Minuit. Il reste maintenant à terminer correctement, entre les auditions et le respect des conditions de la garde à vue. Il ne doit rien laisser au hasard, pas même la qualité rédactionnelle de sa procédure ; il ne supporterait pas de participer au cliché du flic inculte et analphabète. Puis, une fois passées ces considérations de perfectionniste, à l'issue de cette affaire, il espère prendre des vacances conséquentes. Il sent qu'il doit partir avant qu'on lui remette un dossier chaud sur le bureau.

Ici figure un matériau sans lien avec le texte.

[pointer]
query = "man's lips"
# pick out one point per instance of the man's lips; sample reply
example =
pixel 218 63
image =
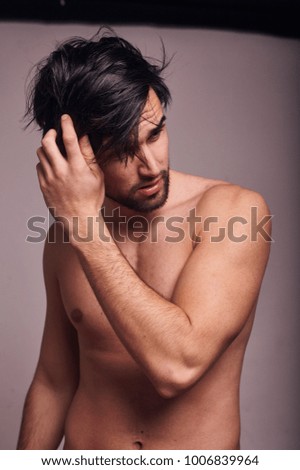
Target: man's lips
pixel 151 188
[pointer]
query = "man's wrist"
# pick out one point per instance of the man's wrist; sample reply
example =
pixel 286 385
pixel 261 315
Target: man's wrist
pixel 88 229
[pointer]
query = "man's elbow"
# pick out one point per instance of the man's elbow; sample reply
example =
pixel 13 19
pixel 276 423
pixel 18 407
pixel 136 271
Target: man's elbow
pixel 176 381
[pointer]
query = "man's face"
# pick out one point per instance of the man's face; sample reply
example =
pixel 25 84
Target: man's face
pixel 142 184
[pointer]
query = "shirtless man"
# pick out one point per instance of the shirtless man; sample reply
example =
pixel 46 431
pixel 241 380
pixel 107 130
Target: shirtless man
pixel 145 332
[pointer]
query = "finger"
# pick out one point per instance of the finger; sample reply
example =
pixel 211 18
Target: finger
pixel 46 167
pixel 41 177
pixel 86 149
pixel 70 140
pixel 51 150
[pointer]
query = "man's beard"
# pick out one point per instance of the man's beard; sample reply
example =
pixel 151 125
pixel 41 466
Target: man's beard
pixel 150 203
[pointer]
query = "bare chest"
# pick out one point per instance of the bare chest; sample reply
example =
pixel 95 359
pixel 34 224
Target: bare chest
pixel 158 263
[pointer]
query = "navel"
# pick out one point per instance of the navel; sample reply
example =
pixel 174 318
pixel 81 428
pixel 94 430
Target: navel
pixel 138 445
pixel 76 315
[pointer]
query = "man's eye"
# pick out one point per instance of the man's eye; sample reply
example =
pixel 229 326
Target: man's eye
pixel 153 137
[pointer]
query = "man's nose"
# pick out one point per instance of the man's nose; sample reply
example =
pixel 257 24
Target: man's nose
pixel 148 165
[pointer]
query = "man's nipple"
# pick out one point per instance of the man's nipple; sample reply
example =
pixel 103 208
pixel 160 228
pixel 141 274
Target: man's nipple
pixel 76 315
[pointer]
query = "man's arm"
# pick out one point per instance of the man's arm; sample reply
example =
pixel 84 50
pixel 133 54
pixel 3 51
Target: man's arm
pixel 56 376
pixel 175 342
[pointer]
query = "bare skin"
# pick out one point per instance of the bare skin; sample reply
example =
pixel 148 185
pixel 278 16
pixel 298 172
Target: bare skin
pixel 144 340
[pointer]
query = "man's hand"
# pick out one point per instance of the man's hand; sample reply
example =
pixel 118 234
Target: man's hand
pixel 72 187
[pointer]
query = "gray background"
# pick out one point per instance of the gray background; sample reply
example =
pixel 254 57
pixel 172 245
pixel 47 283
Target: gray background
pixel 235 116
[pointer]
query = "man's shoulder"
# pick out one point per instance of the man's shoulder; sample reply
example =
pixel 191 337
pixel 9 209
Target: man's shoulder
pixel 216 194
pixel 225 198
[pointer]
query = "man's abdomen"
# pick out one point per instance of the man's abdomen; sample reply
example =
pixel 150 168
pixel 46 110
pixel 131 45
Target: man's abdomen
pixel 117 407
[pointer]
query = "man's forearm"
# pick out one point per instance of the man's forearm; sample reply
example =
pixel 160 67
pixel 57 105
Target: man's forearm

Normalement, après-demain, il tournera la page. Il aura terminé ce qui est encore urgent et ordonnera aux autres le soin de faire le reste. De manière douce, ou forte, le temps qu'il se remette de ses émotions, il abandonnera sa carrière et ira retrouver le calme de sa campagne natale. Pour le moment, tout ce qui lui importe c'est, justement, cette avant-dernière nuit. Emprisonné dans sa routine insoutenable, une énième bière lui permet de mieux savourer le franchissement d'une nouvelle marche dans sa carrière prometteuse. Mais il n'est pas totalement à la fête. Ce quelque chose au fond de ses entrailles ne le lâche vraiment plus. Il ignore à quand remonte la dernière fois où cette sensation n'était pas là, à l'accompagner quoiqu'il fasse. Était-ce avant le début de cette enquête ? Bien sûr, putain ! Pourquoi fait-il semblant de ne pas le savoir ?!